Greece's Slippery Slope - 10th August 2015
Greece’s
slippery slope a reminder to stay sober
· THEO THEOPHANOUS
· HERALD SUN
· AUGUST 10, 2015 12:00Am
The Speaker of the
Greek parliament, Zoe Konstantopoulou.
I AM in the main
square of Athens, outside the Greek parliament. I look at the people demonstrating.
As an Australian of Greek background, I feel sad when I see in their faces the
devastation left by five years of austerity.
Successive Greek
governments accrued massive debts which were largely hidden from ordinary
Greeks. But to insist on greater austerity with little or no attention to
investment, jobs and growth strategies is wrong. Greece cannot pay its debts
and it has no control over the money supply to stimulate its economy because of
its euro membership.
I am among 30
Greek-background MPs from around the globe who enter the parliament for
discussions about the Greek crisis.
We are being lectured
to by the ultra-Left Speaker of the parliament, Zoe Konstantopoulou, about how
Greece’s debts were applied illegally by nasty Germans and the dreaded Troika,
made up of the European Commission, the European Central Bank and the IMF. She
distributes a report: Truth Committee on Public Debt . I can’t
believe what I read.
If the Greek
Government thought there was a genuine case that the debt was illegal, why had
it not taken it to the European Court?

The document did not
address real issues facing Greece: endemic tax avoidance; a bloated inefficient
public service; one quarter of the population on pensions; 26 per cent
unemployment; 60 per cent youth unemployment; 30 per cent of the recurrent
Budget being spent on pensions and the rest on debt and public sector salaries;
and very little money left to spend on new employment, creating infrastructure
and economic growth.
My contribution was
roundly attacked by the president of the Greek parliament’s production and
trade committee, Litsa Ammanatidou, from the ruling Syriza party. She
especially took exception to my suggestion that privatisation of assets in some
cirumstances was appropriate.
Even Greece’s Prime
Minister, Alexis Tsipras, is beginning to see that, while the taxation and
austerity measures are tough, they will ultimately benefit Greece.
Germany, in
particular, should be sensitive to Greece’s plight. Despite the devastation of
Greece resulting from German occupation, Greece supported debt relief for
Germany after World War II.
Greeks I spoke to
recognise that they have to get their own house in order. Through it all,
Greeks remain friendly and generous.
Australian Greeks are
proud of our heritage. Melbourne is the third-largest Greek city.

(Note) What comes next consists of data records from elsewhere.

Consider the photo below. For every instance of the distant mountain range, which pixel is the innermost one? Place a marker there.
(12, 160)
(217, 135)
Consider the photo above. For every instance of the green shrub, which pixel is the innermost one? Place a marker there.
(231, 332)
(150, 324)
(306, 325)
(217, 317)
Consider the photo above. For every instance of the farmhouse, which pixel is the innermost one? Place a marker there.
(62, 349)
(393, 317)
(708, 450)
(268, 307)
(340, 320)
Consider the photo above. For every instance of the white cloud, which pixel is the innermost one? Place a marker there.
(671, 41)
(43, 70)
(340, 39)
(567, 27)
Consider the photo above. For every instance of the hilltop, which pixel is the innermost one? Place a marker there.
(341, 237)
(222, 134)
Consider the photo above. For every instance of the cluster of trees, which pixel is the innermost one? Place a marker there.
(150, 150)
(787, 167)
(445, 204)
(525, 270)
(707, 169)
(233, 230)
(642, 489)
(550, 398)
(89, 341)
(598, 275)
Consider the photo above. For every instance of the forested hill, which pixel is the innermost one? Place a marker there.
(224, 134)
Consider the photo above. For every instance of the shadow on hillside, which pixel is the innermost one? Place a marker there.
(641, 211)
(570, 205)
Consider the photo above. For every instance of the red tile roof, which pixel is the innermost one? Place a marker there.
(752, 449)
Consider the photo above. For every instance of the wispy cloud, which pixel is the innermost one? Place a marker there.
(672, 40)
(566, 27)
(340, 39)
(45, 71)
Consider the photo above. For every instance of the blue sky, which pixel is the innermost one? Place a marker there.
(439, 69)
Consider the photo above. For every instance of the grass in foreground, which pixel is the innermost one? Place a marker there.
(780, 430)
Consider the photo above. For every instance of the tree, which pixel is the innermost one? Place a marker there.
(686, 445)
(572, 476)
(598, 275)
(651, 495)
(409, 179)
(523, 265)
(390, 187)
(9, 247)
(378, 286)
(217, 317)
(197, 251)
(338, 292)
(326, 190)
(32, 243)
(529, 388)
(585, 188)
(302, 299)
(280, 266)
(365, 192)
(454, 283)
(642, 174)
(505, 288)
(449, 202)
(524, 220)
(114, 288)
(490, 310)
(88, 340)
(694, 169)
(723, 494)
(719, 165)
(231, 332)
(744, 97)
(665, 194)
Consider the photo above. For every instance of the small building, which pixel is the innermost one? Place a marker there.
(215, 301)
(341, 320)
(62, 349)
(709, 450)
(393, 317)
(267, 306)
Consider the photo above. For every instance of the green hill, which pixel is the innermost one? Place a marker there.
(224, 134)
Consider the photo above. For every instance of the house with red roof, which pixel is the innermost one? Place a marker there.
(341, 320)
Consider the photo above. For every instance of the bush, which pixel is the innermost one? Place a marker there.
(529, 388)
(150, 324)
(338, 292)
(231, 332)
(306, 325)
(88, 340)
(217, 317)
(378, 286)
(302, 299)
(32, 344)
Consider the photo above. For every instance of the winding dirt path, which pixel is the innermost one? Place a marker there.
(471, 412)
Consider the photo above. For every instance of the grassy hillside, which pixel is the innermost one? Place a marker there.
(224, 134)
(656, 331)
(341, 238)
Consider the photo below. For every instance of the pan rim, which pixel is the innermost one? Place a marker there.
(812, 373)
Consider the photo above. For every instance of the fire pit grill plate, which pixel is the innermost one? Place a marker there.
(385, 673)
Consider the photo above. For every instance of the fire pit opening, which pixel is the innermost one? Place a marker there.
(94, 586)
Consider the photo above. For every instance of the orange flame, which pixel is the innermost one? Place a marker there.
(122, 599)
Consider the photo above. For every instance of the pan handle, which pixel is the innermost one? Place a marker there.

Greece's Prime Minister, Alexis Tsipras.
We looked on in hope
and pride when the Tsipras government appointed an Australian Greek, Yiannis
Varoufakis, as its finance minister. We overlooked that he was a middle-level
academic with little political experience.
Varoufakis made such
a negative impact in negotiations and upset so many seasoned economists and
negotiators with his idealistic lectures that in the end, even Tsipras had to
dump him. Recently, he revealed a plan involving the Government hacking into
the private accounts of citizens to set up a parallel banking system, allowing
transfers outside of the banks if they could not get money from the Troika.
Amazing. Fellow Greeks, don’t judge Australians by the contributions of
Varoufakis.
At home, we should
remember the Greek crisis has echoes of the debt Victoria accrued in the 1980s.
We shouldn’t again allow the state to go into excessive debt, because in the
future, we may not have the buffer of selling state assets.